Drunk, aggressive and swearing…bouncer reveals what your kids really get up to at night


  •  What The Bouncer Saw George Bass Corsair £22, 304pp

Reading this book, you begin to realise how cripplingly middle-class most of the books you read tend to be. Read any cosy crime recently? Middle-class. Even the ultra-violent thrillers we all enjoy are just fantasies of a life a mite more brutal than our own cosseted existences, where the non-delivery of our milk is more heinous than anything short of high treason.

But here’s another view. George Bass is a full-time security guard at a busy university. He works four days on, four days off, earns a smidgen over the minimum wage, and here he’s writing about his life, which is rather more incident-packed than he’d like it to be.

'this is a hard life and no mistake'

‘this is a hard life and no mistake’

George can really write, and he supplements his income with some occasional freelance scribbling, which keeps his head above water when the gas bill goes up again. There’s no self-pity here, but this is a hard life and no mistake.

What characterises this book is a certain rough-and-ready humour, probably best summed up by the phrase ‘if you didn’t laugh, you’d cry’, possibly with the addendum ‘or hit someone’. Actually, we soon learn that hitting someone is seen among security guards as a failure. If you can talk your way out of violence, so much the better. One bloke parked on double-yellow lines went ‘from polite to psycho when I asked him to move. Maybe he thought calling me a c*** six times would get me to lose my temper, give him something to be a victim about.’ But he was wrong: ‘he could have called me a c*** all day if he’d wanted. I’ve been called one so many times it’s lost all meaning.’

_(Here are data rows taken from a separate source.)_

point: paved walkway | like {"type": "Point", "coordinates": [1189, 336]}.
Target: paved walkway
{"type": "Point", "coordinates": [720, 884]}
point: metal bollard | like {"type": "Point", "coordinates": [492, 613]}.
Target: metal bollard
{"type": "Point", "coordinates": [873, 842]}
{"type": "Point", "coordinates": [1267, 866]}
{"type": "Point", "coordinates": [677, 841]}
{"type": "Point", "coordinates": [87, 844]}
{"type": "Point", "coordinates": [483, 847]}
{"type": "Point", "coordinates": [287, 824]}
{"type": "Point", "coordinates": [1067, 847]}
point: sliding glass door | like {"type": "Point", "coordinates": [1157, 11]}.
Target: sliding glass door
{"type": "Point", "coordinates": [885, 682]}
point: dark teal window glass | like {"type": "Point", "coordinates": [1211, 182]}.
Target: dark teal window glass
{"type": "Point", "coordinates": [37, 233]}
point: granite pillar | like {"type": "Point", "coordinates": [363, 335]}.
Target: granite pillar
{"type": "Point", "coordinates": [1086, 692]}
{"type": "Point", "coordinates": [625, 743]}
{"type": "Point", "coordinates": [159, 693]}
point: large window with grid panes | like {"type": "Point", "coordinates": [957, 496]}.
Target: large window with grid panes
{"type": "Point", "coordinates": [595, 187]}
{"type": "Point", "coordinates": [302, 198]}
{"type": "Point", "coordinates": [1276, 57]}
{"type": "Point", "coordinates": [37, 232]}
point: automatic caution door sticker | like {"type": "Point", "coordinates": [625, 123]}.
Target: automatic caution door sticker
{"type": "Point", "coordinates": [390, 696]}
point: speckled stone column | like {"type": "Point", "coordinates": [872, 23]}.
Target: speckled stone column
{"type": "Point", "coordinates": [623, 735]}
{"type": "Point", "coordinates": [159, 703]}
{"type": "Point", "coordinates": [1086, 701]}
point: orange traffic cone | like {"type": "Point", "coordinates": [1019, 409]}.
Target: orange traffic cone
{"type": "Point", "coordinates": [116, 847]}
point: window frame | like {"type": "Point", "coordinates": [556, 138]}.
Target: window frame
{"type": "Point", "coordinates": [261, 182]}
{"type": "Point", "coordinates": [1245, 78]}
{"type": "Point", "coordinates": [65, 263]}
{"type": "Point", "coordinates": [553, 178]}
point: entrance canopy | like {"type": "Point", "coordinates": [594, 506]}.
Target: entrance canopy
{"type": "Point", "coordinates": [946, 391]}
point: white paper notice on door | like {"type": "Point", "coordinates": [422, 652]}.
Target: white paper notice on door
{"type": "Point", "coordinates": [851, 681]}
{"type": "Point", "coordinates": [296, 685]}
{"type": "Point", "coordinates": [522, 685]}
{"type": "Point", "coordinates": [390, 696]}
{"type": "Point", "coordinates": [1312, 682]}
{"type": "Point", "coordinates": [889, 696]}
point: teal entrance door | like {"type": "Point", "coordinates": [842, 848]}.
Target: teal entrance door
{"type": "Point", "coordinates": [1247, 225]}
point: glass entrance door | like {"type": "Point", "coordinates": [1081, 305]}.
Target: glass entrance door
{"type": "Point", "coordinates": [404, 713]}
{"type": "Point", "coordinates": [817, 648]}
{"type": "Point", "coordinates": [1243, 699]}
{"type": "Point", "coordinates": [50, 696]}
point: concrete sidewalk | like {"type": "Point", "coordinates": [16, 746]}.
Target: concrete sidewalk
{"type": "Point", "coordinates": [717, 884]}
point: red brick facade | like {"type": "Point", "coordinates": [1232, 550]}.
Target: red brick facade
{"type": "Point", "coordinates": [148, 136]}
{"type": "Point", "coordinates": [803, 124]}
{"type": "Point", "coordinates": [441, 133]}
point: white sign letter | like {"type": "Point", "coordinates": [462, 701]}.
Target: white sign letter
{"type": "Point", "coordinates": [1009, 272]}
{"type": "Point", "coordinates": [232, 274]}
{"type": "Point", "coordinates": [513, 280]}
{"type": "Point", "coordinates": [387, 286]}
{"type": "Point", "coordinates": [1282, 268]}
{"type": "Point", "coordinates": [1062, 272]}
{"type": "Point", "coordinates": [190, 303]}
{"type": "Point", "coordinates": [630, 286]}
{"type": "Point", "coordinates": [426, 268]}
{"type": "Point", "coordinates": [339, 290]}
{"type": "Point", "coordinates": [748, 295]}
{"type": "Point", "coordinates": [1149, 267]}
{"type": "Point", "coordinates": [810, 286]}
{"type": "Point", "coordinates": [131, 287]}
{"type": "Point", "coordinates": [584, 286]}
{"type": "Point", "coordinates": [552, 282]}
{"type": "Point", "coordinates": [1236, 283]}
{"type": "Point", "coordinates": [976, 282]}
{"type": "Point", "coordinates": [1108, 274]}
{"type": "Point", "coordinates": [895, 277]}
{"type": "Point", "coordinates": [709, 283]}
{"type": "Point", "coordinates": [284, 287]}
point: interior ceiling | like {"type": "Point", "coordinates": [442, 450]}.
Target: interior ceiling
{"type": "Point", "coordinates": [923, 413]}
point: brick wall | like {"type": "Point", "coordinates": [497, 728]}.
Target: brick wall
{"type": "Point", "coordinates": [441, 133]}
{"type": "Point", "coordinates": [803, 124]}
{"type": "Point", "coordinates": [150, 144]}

It’s the stories that set this book apart. When George restocks the portable first-aid kit in his tactical vest, it feels heavy, but it’s the beginning of term, ‘prime knees-up season. I don’t want to run empty-handed to a flat where a girl’s kicked the kitchen door open, screamed “Rave, bitches!”, skidded on a pizza box, fallen backwards on a laminate floor and knocked herself out.

‘One of the last horizontals we attended was at least partially conscious… It roused itself and gave its identity as “mates with Dean in room five”. We got Dean out of his pit, watched him embrace his guest, reminded the pair about signing in visitors, and left them to it.

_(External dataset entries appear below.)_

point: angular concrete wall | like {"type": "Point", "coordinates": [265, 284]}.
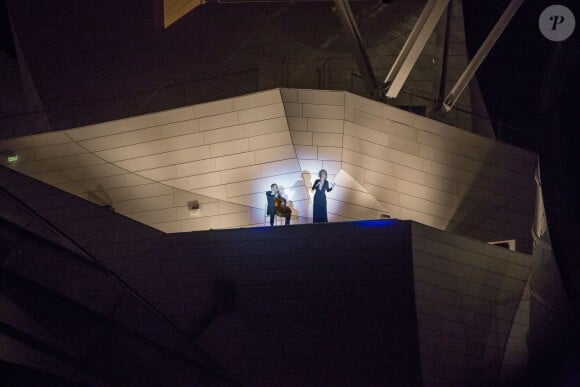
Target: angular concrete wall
{"type": "Point", "coordinates": [225, 154]}
{"type": "Point", "coordinates": [472, 309]}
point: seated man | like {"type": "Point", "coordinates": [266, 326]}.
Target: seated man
{"type": "Point", "coordinates": [277, 205]}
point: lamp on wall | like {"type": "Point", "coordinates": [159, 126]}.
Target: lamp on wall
{"type": "Point", "coordinates": [193, 205]}
{"type": "Point", "coordinates": [10, 157]}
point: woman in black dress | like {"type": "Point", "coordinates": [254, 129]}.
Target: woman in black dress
{"type": "Point", "coordinates": [321, 187]}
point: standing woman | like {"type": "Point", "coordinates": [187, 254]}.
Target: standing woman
{"type": "Point", "coordinates": [321, 187]}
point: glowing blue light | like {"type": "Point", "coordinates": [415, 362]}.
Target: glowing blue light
{"type": "Point", "coordinates": [375, 222]}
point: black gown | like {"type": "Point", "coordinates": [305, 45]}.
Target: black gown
{"type": "Point", "coordinates": [319, 210]}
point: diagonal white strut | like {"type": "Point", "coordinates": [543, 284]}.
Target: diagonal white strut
{"type": "Point", "coordinates": [481, 54]}
{"type": "Point", "coordinates": [415, 43]}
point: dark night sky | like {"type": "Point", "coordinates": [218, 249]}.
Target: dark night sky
{"type": "Point", "coordinates": [512, 75]}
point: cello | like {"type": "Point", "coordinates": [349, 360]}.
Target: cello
{"type": "Point", "coordinates": [280, 205]}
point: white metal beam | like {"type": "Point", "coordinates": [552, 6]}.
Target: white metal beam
{"type": "Point", "coordinates": [481, 54]}
{"type": "Point", "coordinates": [415, 43]}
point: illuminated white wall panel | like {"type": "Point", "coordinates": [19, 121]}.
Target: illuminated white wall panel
{"type": "Point", "coordinates": [225, 154]}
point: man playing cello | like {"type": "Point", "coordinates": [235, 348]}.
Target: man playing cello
{"type": "Point", "coordinates": [277, 205]}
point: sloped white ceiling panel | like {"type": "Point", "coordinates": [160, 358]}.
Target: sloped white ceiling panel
{"type": "Point", "coordinates": [225, 154]}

‘By the time we reached the end of the corridor we heard grunting, then a crash. We knocked on the door again to find the pair wrestling. Dean was told to get back under his duvet. His mate was given water and pointed to a cab rank.’

The use of the word ‘horizontals’ there suggests that security guards have the best jargon, bar none.

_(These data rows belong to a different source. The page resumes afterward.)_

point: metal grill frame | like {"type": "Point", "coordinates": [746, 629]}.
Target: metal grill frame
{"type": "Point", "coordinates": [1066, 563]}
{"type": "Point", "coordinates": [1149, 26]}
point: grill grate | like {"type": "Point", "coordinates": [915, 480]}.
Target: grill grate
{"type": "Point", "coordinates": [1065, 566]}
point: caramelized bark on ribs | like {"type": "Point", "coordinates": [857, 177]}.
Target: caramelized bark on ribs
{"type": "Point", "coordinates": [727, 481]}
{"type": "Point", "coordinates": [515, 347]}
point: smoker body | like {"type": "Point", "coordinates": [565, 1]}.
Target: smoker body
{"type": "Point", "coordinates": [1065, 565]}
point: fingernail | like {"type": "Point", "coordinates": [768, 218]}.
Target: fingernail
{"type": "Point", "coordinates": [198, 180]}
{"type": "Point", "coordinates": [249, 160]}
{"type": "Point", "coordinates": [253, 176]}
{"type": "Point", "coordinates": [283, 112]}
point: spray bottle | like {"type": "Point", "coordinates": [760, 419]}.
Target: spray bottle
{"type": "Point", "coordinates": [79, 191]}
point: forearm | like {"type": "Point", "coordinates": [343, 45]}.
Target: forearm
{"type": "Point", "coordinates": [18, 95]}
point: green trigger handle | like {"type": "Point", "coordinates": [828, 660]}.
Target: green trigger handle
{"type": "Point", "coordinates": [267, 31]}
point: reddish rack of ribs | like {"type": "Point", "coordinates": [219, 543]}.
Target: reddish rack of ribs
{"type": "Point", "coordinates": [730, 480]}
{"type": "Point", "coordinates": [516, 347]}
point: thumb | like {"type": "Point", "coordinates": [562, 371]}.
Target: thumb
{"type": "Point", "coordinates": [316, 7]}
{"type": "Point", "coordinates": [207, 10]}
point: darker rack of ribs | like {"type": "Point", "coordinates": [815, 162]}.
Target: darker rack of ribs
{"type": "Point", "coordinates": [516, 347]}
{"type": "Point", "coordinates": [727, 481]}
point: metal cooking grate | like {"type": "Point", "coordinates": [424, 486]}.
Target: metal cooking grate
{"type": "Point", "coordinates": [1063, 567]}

There was ‘a kid with a hair-trigger temper who was always threatening to waste his flatmates’ and one of the guards asked him to turn his music down.

‘No f***ing way,’ said the student. ‘I’m going to call my boys from Brixton. On your way home, you’re going to disappear. It won’t even cost me a bill.’

The guard sighed. ‘I’m from Brixton,’ he said. ‘Those 20-year-olds you’re dialling? I’m their uncle.’ The student turned the music down and then quietly went to bed.